Há assentos disponíveis a intervalos para os visitantes que precisem de descansar a meio do percurso, e o trajeto global, embora não seja curto, não é tão longo que um ritmo constante se torne exaustivo. A maioria dos visitantes percorre confortavelmente o trajeto completo nas 1,5 a 2 horas sugeridas noutro ponto deste guia, mesmo sem pressa.

Fotografia e etiqueta dentro do castelo

A fotografia sem flash é geralmente permitida em todas as salas de estado e na Galeria Nacional de Retratos, permitindo-lhe captar as torres, os retratos expostos e a atmosfera geral das salas enquanto as percorre. Fotografia com flash, tripés e paus de selfie não são permitidos, tanto para proteger pinturas e mobiliário com séculos de idade como por consideração pelos outros visitantes em salas que não são especialmente amplas.

A câmara do Duque Karl é um caso especial: como a observa através de um vidro e não entra nela, os reflexos podem dificultar a fotografia, e uma abordagem mais lenta e paciente — inclinando o telemóvel ou a câmara para evitar o brilho — costuma funcionar melhor do que um instantâneo rápido. Vale a pena simplesmente olhar devidamente para esta sala em vez de a vivenciar inteiramente através de um ecrã.

Como em qualquer edifício real histórico, mantenha a voz baixa nas salas mais pequenas, siga as orientações do pessoal sobre quais os espaços abertos num determinado dia e trate o mobiliário — mesmo onde não esteja delimitado por cordas — como objetos para observar e não para tocar. São cortesias comuns e não regras rígidas, mas mantêm a visita agradável para todos os que partilham as salas consigo.

As malas podem estar sujeitas a uma verificação rápida à entrada, como em muitos locais patrimoniais com pessoal, pelo que é aconselhável viajar com bagagem leve. Não há código de vestuário formal, embora as salas do castelo possam ser frescas mesmo no verão, pelo que vale a pena levar uma camada leve independentemente do tempo lá fora.

Perguntas frequentes

Qual é a sala mais famosa do Castelo de Gripsholm?

A câmara do Duque Karl, o único interior do século XVI totalmente preservado do castelo, com mobiliário original da década de 1570 e frescos no teto de 1573.

Quantos retratos há no Castelo de Gripsholm?

Mais de 800 obras da Galeria Nacional de Retratos da Suécia estão expostas em Gripsholm, parte de uma coleção nacional mais ampla de cerca de 5.000.

Posso entrar no teatro de Gustavo III?

Pode entrar na sala de espetáculos e ver o palco; não se realizam espetáculos ali desde 1785, pelo que está preservado como espaço histórico e não como teatro ativo.

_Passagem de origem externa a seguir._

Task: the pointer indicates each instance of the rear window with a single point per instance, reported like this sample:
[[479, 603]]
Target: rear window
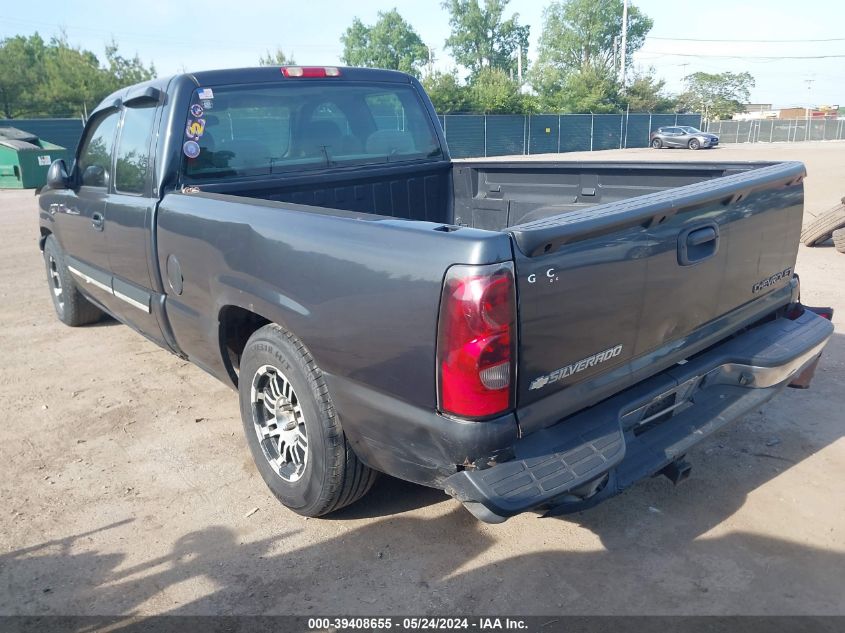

A câmara do Duque Karl está aberta para ser percorrida a pé?

Não — é vista através de um vidro porque o mobiliário e os frescos originais são demasiado frágeis para a passagem de visitantes.

Quem desenhou o teatro de Gustav III?

O arquiteto Erik Palmstedt, entre 1772 e 1781, inspirando-se no Teatro Olimpico de Palladio, em Vicenza.